The Congress calculation is something like this: if you can get the Kurmis to break from the OBC bandwagon, some of the Muslims to come back to your fold and some upper caste votes, then the party will be back in business. Hence, the elevation of former Samajwadi Party leader Beni Prasad Verma in the Congress pecking order, the constant rhetoric on uplifting the most backward communities and the shrill insistence on quotas for Muslims, exemplified by Salman Khurshids’ extraordinary defiance of the Election Commission.

Sure, there is talk of development and progress too in the bulk of Rahul Gandhi’s 130 election rallies so far. Essentially painting the SP’s cycle and the BSP’s elephant as symbols of the same corrupt political order, he has tried to run a campaign for change, except in an old fashioned mai-baap kind of way. Juxtaposing various schemes like NREGA and the proposal for minority quotas, the crux of his argument always seems to come down to one basic formulation: Look, I go to your homes, I hold your hands, elect my people and I will protect you.

This touching faith in the old Congress template of a benevolent-protector-of-the-weak kind of politician is backed up by hard-headed caste arithmetic with over a 100 OBC and MBC candidates in the Congress list. Witness the rather crude reference to Sam Pitroda’s caste and his family’s credential in such matters. As Mr Gandhi told an election rally, “When Rajiv Gandhi thought of bringing mobile phones to India, do you know who brought them? Sam Pitroda, who is a Vishkarma, “Barahi” (carpenter).”

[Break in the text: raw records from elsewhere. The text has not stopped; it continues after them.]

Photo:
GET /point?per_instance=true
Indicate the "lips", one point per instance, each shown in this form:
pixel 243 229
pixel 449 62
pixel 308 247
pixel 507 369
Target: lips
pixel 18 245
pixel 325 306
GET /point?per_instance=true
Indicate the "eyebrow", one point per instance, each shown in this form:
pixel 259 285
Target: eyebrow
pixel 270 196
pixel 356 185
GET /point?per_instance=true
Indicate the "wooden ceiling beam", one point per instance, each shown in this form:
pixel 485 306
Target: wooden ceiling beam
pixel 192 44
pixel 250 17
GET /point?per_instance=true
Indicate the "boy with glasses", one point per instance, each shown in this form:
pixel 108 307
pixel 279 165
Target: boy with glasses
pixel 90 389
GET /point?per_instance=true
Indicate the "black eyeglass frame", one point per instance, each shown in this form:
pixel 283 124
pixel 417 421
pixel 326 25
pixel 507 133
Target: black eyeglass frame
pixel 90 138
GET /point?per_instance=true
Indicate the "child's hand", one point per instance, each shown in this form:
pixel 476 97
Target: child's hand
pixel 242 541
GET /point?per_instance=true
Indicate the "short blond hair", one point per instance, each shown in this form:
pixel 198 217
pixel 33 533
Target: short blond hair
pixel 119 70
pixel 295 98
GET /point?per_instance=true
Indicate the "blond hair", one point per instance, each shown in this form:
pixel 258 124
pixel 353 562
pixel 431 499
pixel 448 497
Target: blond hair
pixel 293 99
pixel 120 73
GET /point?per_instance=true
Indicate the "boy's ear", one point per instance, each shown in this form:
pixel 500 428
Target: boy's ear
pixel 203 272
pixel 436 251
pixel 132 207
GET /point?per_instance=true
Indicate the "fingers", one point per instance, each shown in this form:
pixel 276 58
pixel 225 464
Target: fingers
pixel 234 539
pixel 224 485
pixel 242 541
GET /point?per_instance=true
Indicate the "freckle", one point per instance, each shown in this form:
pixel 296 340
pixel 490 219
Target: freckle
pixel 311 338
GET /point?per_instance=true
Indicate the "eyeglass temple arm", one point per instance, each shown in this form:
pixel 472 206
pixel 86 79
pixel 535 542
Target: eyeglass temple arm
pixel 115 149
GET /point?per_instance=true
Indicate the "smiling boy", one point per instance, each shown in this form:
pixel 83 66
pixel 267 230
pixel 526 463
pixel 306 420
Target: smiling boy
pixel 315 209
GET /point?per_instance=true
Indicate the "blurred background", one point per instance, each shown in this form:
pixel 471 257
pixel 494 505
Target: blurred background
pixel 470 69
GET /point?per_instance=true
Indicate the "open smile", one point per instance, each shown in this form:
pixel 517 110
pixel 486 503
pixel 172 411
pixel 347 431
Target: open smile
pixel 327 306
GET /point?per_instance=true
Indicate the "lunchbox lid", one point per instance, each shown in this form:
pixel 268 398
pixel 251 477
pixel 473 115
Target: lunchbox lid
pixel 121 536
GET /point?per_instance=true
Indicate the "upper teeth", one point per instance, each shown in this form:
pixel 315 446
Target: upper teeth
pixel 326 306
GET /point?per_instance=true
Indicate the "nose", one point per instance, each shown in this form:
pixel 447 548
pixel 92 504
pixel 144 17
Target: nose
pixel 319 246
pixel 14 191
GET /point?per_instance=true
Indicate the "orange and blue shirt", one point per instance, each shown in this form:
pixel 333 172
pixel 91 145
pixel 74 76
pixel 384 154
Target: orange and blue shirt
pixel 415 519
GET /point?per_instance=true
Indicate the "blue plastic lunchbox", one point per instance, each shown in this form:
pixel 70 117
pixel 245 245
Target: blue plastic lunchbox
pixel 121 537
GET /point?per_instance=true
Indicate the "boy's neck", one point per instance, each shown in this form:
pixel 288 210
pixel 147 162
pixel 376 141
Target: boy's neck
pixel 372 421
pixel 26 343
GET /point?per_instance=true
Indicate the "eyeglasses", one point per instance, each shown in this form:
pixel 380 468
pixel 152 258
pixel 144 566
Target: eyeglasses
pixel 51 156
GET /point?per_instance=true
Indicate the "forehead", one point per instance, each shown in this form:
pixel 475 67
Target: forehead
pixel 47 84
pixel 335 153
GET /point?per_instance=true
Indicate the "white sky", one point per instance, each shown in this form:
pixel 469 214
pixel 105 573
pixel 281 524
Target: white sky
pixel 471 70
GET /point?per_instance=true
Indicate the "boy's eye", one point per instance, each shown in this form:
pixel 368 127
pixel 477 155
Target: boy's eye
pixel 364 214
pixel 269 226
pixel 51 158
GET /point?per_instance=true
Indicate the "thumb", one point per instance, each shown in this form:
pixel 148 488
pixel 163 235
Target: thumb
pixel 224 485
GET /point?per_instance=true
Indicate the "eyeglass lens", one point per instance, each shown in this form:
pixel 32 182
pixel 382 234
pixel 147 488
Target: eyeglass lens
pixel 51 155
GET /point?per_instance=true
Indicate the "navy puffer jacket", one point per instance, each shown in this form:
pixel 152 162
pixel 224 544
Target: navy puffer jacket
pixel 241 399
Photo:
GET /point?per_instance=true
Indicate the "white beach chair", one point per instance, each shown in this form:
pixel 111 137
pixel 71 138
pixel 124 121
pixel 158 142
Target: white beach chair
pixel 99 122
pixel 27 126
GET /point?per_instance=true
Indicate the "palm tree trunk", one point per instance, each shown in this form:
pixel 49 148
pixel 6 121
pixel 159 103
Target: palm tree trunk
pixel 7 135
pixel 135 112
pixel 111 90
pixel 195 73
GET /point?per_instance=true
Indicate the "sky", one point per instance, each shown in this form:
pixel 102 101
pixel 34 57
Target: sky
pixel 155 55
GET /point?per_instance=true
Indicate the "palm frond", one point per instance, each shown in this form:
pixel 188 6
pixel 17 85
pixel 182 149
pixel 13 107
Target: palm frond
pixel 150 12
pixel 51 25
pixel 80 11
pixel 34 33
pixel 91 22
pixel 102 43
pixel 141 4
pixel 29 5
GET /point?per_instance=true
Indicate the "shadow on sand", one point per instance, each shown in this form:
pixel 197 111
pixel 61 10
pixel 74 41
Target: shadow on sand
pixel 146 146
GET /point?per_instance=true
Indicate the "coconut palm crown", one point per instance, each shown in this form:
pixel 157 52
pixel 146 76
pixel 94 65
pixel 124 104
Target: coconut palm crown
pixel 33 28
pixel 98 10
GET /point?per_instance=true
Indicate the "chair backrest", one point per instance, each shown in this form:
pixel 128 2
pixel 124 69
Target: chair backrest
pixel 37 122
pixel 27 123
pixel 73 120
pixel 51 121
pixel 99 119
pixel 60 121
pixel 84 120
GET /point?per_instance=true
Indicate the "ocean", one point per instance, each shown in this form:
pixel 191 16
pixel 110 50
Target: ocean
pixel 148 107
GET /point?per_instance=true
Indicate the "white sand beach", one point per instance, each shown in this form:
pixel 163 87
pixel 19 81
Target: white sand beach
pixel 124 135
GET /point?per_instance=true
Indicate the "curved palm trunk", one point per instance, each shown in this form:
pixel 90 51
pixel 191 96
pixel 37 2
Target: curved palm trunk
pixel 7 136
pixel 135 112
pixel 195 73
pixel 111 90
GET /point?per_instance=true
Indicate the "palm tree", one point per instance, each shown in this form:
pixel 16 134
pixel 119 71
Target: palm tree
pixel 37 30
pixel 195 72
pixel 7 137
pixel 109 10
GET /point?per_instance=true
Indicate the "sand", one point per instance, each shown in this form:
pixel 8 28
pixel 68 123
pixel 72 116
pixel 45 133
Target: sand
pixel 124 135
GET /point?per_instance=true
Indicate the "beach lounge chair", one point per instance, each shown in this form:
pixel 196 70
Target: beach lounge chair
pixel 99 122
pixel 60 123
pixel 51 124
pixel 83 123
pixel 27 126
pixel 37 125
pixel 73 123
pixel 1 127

Now, caste arithmetic has always been at the heart of political powerplay in India. The Congress itself ruled Gujarat until the 1980s on the back of the KHAM (Kshatriya-Harijan-Adivasi-Muslim) coalition, Charan Singh’s AJGAR (Ahir-Jat-Gujjar-Rajput) combination changed the politics of Uttar Pradesh in the 1970s, Lalu Yadav drove Bihar to the ground on the back of his M-Y (Muslim-Yadav) equation.

But it is one thing to factor in caste combinations in selecting candidates or ministers, it is quite another to build an entire public discourse on the basis of caste. This is the one bridge that Nehru, Indira and Rajiv chose not to cross, despite pandering to cynical caste calculations in practise. Even Indira Gandhi in 1980 had the slogan ‘na jaat par, na paat par’ [neither on caste nor on creed].

Political arithmetic based on demography is the backbone of every electoral campaign but leadership is also about the vision thing. In an election that would be decisive for his future, Rahul Gandhi has chosen to take the most direct route, appealing to the baser instincts. He seems to have missed the most important trend in recent years, of a politics of aspiration and governance transcending difference, the kind of politics exemplified by people like Nitish Kumar. Perhaps he did not have a choice.

The Congress has had virtually no party machinery in UP for nearly two decades. The party’s vote-share has remained stagnant at around 8% in the last two assembly elections and its seat-share has remained in the 20s in the 403-member assembly. The upward trend in the 2009 Lok Sabha election where it won 21 seats and 18.2% of the votes, did not visibly translate into sustainable gains. So, after two years of inertia, and faced with a make-or-break election, the Congress war-room seems to have decided to pull all the stops and rediscover caste.

The trouble with this is what Rajiv Gandhi argued all those years ago. “If you believe in a casteless society, every major step you take, must be such that you move towards a casteless society. And you must avoid taking any step which takes you towards a caste-ridden society.”

If Rahul Gandhi’s gambit succeeds, the carping about his politics will cease and put him on the front-foot again for the 2014 election, but the low rhetoric now may be a defining turn. In politics what goes around, comes around.